Il rapporto con la verità non è diverso, è diverso lo strumento e il linguaggio attraverso cui cogli quella verità e quella narrazione. Al cinema c’è la macchina da presa, che è il tuo pubblico e il tuo occhio e ti dà la possibilità di parlare con una voce naturale perché ti si avvicina molto, hai la possibilità di lavorare con uno sguardo, una lacrima, un sopracciglio. Il teatro no, ha una distanza e una grammatica diversa, ma il rapporto della connessione con la tua interiorità è lo stesso. Tecnicamente devi avere uno strumento abile e capace anche a portare la voce e a ingrandire non tradendo la verità di quello che sta succedendo e di quello che stai raccontando.
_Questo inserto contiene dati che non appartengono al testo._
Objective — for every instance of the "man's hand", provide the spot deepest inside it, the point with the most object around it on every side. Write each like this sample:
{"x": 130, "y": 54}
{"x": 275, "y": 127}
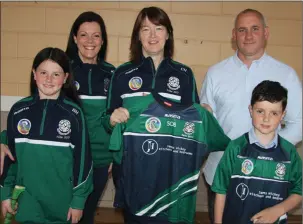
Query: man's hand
{"x": 120, "y": 115}
{"x": 4, "y": 152}
{"x": 74, "y": 214}
{"x": 268, "y": 215}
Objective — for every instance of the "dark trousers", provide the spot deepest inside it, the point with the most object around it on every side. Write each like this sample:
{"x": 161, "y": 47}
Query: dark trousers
{"x": 211, "y": 203}
{"x": 100, "y": 177}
Hai parlato di crisi dell’attore. Cosa si intende?
Credo che la crisi sia sempre qualcosa di positivo e credo molto nelle sveglie notturne, nei periodi in cui non dormi o ti svegli alle quattro del mattino. In questi momenti c’è sempre qualcosa che ti scuote e bussa per ricordarti di occupartene. A un attore accade la stessa cosa: la crisi arriva quando stai frequentando per tanto tempo delle zone comode e ti dice: «Sì, va bene. Lo sai fare. Ti vuoi accontentare del farlo bene, di essere brava o ti vuoi ricordare qual è la tua funzione artistica?». La crisi ricorda a servizio di cosa siamo, ovvero di una storia e di quello che dovrebbe fare l’arte: mettere uno specchio davanti alle persone per permettere loro di dire quello che non riescono a dirsi ad alta voce e per intraprendere un processo di evoluzione.
Che rapporto deve avere un attore con la crisi?
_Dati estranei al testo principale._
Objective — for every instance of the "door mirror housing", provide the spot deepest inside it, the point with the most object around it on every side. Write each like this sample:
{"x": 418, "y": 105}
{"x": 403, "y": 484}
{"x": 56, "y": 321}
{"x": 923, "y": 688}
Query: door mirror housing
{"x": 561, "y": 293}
Credo che debba mettersi in crisi quando si rende conto che sta andando verso delle zone di comfort, che hanno poco a che fare con la creatività. Il nostro è un mestiere che ha a che fare con il rapporto con la follia.
Sappiamo che sei a teatro, con “Tartufo” di Molière e diretta da Michele Sinisi…
Sì, ho da poco ripreso questa tournée e saremo in diverse piazze italiane. Mi piacerebbe molto che il pubblico che ha seguito e apprezzato il mio lavoro venisse a godersi questo spettacolo, perché è molto bello ed è un testo che sa fare dell’ironia su degli aspetti dell’umanità molto dark e grotteschi, soprattutto in questo momento storico, in cui viene messo in discussione il rapporto tra la verità e la finzione, tra narrazione e propaganda e con la presenza di personaggi spesso discutibili. Portiamo una bella riflessione e saremo dal 27 novembre al 31 dicembre al Teatro Fontana di Milano.
Tra i progetti televisivi e cinematografici, invece?
Sarò nel cast principale di “Figlia della cenere”, nella nuova stagione de “I casi di Teresa Battaglia” e in cui ho avuto il piacere di lavorare con Elena Sofia Ricci, Gianluca Gobbi, Giuseppe Spata. Ho trovato un ottimo regista, Chicco Rosati, e un cast straordinario. Infine, arriverà un docufilm, che non vedo l’ora che esca, sulla figura di Fernanda Wittgens ed è stato un viaggio profondo e bellissimo. Ci saranno tante novità e spero di portare alla luce delle creature teatrali che al momento stanno in cantiere.
Di che tipo?
A proposito di trasformismo e di quello che mi piace fare, sto lavorando da un po’ di anni su un personaggio teatrale che si chiama Libero Cobes, un senzatetto di sessant’anni. Ho pubblicato su Instagram alcuni video di happening dove Libero si è infilato come una sorta di disturbatore poetico e di creatore di cortocircuito. Lui è il mio luogo dove proteggo la mia arte dalle corse del mainstream. Ci metterò il tempo che ci vorrà, ho già incontrato il pubblico in alcune occasioni, ma sto cercando casa per Libero. Non vedo l’ora di poterlo portare alla luce, non so ancora in che forma e credo che permettersi di cercarla sia un grande privilegio.